U.S. Regulatory Agencies Plan to Create New Rules to Fast-Track ‘Revamped’ COVID Vaccines, Ignoring Thousands of Reported Adverse Events

The Biden administration is preparing to fast-track emergency use authorization of revamped COVID vaccines to combat the Omicron variant, even though a study from South Africa showed the new variant is fast-spreading but causes less severe illness than previous variants.

The U.S. Food and Drug Administration (FDA) has been in conversations about rapidly authorizing the new vaccines, and has met with vaccine makers to set guidelines for the type of data needed to swiftly evaluate the changes to currently authorized vaccines. So far, federal regulators have identified cases in 16 states.

“The FDA will move swiftly and CDC will move swiftly after,” Centers for Disease Control and Prevention Director Rochelle Walensky said on ABC’s “This Week with George Stephanopoulos,” adding, “We’re every day hearing about more and more cases.”

According to the latest data from the CDC’s Vaccine Adverse Event Reporting System (VAERS), there have been  927,740 reports of adverse events, including 19,532 reports of deaths, following COVID vaccines since Dec. 14, 2020. Historically, VAERS has been shown to report only 1% of actual vaccine adverse events.

Under the rules that the FDA is putting into place to fast-track new COVID vaccines, drugmakers working on the new vaccines would be expected to meet standards similar to those required for authorization of boosters, a source familiar with the matter said.

This means pharmaceutical companies wouldn’t have to conduct large studies with thousands of subjects to show their vaccines are safe and effective but could study the immune response in only a few hundred subjects.

Drugmakers would only need about three months to develop and test the new vaccines, a source familiar with the matter said. Then the companies would seek authorization through an expedited review process that would take the FDA only one to two weeks to make a decision, according to the source.

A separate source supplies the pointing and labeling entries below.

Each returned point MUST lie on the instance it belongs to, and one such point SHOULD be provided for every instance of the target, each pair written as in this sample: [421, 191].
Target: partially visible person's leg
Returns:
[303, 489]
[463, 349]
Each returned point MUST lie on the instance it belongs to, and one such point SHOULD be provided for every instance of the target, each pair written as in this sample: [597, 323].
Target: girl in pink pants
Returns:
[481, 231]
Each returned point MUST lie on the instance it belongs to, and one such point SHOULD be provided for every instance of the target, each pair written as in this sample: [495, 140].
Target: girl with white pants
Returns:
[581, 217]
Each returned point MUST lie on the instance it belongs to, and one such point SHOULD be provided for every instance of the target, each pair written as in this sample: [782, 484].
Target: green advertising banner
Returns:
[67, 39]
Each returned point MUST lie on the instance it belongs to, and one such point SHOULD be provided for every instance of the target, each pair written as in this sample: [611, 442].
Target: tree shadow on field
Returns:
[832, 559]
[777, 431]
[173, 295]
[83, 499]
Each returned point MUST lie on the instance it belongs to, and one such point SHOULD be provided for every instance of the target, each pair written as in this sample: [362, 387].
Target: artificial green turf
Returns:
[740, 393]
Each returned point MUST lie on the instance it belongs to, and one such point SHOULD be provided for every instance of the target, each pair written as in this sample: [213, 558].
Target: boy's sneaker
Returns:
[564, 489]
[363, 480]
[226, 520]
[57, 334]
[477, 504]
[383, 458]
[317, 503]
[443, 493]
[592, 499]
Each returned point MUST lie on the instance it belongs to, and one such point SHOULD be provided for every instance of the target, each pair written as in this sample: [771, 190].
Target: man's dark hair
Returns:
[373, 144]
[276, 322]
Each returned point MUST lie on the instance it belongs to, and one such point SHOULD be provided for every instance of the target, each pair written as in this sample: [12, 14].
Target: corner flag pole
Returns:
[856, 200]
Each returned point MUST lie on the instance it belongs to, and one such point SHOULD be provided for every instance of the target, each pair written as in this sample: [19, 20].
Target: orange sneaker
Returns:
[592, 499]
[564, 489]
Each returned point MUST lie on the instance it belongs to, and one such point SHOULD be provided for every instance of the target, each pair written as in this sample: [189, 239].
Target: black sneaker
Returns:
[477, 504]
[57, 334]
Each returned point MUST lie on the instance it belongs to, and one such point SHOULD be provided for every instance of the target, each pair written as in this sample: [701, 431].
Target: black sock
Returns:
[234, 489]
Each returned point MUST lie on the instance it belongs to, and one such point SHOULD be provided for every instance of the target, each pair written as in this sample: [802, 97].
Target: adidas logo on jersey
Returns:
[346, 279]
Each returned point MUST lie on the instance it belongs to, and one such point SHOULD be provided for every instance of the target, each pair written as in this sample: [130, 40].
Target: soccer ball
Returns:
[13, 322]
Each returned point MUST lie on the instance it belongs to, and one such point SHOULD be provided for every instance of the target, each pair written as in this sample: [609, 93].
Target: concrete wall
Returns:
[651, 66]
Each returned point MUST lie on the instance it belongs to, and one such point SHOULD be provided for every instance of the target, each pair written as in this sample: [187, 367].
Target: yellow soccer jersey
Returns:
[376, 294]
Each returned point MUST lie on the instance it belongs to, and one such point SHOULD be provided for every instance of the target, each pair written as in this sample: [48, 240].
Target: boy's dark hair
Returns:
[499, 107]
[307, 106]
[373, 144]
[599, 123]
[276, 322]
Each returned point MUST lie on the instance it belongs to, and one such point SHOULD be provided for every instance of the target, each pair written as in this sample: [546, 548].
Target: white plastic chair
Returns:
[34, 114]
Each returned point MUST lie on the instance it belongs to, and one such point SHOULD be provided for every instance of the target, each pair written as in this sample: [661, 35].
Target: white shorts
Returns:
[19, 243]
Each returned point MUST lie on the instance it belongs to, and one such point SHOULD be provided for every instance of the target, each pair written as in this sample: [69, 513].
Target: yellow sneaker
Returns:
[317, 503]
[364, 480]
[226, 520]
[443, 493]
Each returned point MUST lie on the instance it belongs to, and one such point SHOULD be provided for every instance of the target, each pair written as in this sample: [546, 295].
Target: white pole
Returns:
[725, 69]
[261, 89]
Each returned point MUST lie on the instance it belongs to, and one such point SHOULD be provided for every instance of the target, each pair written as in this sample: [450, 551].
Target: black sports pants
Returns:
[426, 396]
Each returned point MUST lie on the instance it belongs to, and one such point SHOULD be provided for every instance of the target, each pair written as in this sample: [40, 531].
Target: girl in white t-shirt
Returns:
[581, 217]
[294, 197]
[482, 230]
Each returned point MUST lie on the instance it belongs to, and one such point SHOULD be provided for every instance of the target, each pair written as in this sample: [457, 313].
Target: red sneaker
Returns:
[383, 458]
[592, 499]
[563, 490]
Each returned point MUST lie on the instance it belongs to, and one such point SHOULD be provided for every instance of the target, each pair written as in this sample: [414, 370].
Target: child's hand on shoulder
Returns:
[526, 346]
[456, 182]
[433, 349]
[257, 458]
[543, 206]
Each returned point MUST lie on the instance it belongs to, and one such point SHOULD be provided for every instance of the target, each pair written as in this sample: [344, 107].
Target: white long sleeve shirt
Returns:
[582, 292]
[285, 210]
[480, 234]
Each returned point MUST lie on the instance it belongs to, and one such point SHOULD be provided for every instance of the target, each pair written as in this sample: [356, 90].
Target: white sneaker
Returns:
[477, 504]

With a study period of about three months, it is impossible to detect any long-term adverse events that could occur from receiving the ‘revamped’ vaccines.

Biden administration officials last week announced a number of expanded COVID restrictions using the Omicron variant as a justification. The restrictions include a 24-hour COVID testing requirement for international travelers regardless of vaccination status, expanded mask requirements for travelers through mid-March on planes, buses and trains, and at domestic transportation hubs such as airports and indoor bus terminals and doubled fines for noncompliance and repeated offenses.

U.S. health officials say COVID vaccines and boosters are the best defense against COVID while continuing to ignore the benefits of natural immunity, safe and effective COVID treatments and the increasing reports of severe adverse reactions to VAERS.